AVGO- Hit T3 for a 20.5% gain, with that price target on the daily chart also coming in where the weekly downtrend line that I was targeting was hit. From there, the stock has drifted higher since, exceeding both the entry price & any reasonable stop or trailing stop.
BLK- A specific suggested stop level was not listed for the BLK short trade but the stock failed to reach any profit targets did go on take out what was described as “triple intersecting resistance levels just overhead; the 200-day ema, the downtrend line off the late April highs as well as a decent horizontal resistance level around 334.50.”
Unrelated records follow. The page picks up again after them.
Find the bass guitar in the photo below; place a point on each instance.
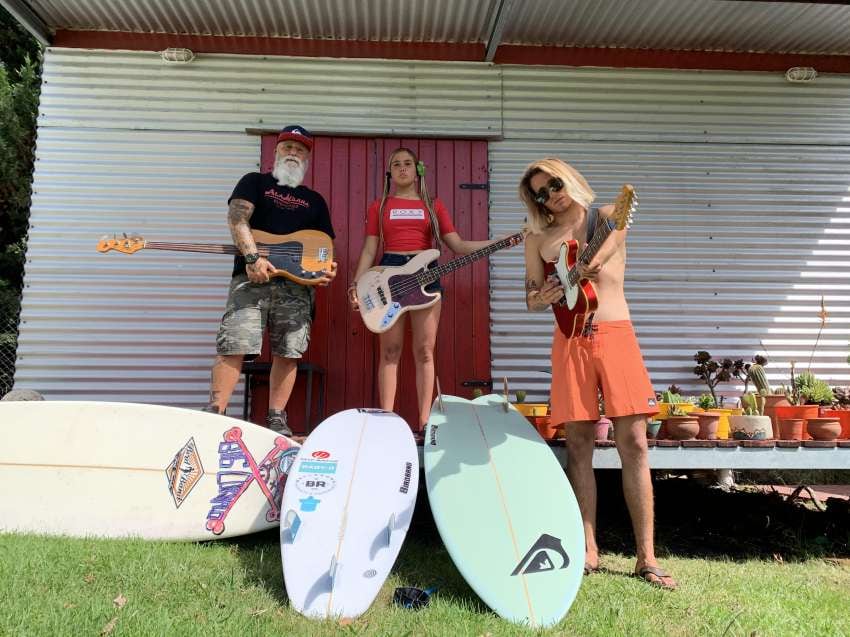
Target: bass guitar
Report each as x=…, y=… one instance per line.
x=301, y=256
x=384, y=294
x=580, y=300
COLM- This was a tricky one. COLM was listed with a final target, T3, at 46.20 & a suggested stop over 63.80. COLM very quickly dropped, hitting T1 for a quick 6.1% gain, found support at that level for a week or so, then fell sharply & hit T2 for a 13.6% gain the same day the T1 support level gave way. From there, the stock gapped up on an earnings-induced order imbalance very briefly above the suggested stop level before the gap was immediately faded, with the stock going on to hit the final target, T3 at 46.20, for a 22% gain. I often suggest to pull stops when a stock is poised to gap up or down on earnings, waiting about 30-60 minutes after the open to allow the order imbalances to clear before adding back a stop-loss order but as I didn’t not mention that in this case, COLM should have been considered stopped out on that Oct 30th gap & moved to the Completed Trades, with T2 as the maximum price target hit. On a side-note, COLM has now backfilled the massive Feb 12-13th gap, where the odds for at least a minor bounce are quite elevated.
DUST/GDX- The last DUST long/GDX short from October that was based off the intraday charts hit at least one of the profit targets where I had stated exiting the position & then listed a revised suggested stop which would assure a profit on the trade (which was hit shortly afterwards).
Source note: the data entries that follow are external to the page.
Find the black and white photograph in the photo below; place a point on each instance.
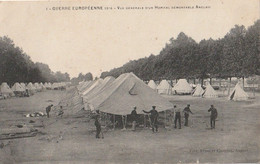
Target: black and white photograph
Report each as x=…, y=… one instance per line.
x=129, y=81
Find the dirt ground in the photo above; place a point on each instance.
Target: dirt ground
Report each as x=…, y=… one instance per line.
x=72, y=139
FAS/XLF- FAS reversed just shy of the 22.95 support level after breaking below the triangle pattern & exceeded the suggested stop of any move over 29.15 on Oct 20th.
FNHC- Fell to within 3% of the first price target before reversing and going on to exceed the suggested stop above 26.50 on Oct 12th.
IPXL- Similar to COLM & one reason I’ve been moving towards using end-0f-day closing values for stop parameters on trades based off the daily time frame. IPXL made a very brief intraday move over the 27.00 suggested stop level & as such, will be considered stopped out for a loss. However, for those that allowed a slight overshoot or wider stops, from there, IPXL went on to hit all three price targets, reversing at T3 for a 23.2% from entry.
JBLU- Hit the second target for a 24% gain on Aug 24th & then went on to exceed the revised suggested stop of 23.36.
NBIX- Yet another one that barely & only briefly exceeded the suggested stop (56.20) on a intraday basis before falling to within mere basis points of the first target for what would have been a 45% gain. NBIX was pointed out as hitting the highlighted 38.77 previous target/support for a 21.5% before bouncing but with the official stop being slightly clipped, NBIX will be considered stopped out for a loss & moved to the Completed Trades category.
ROST- Hit the final target, T3 (which was originally 89.60 before the 2:1 stock split on June 12, which put the final target at 44.80). That final target was hit for a 13.3% gain on Nov 13th, the very day the stock bottom & began a sharp reversal, rallying over 27% in just over a month since then, as is often the case when the final price targets are hit.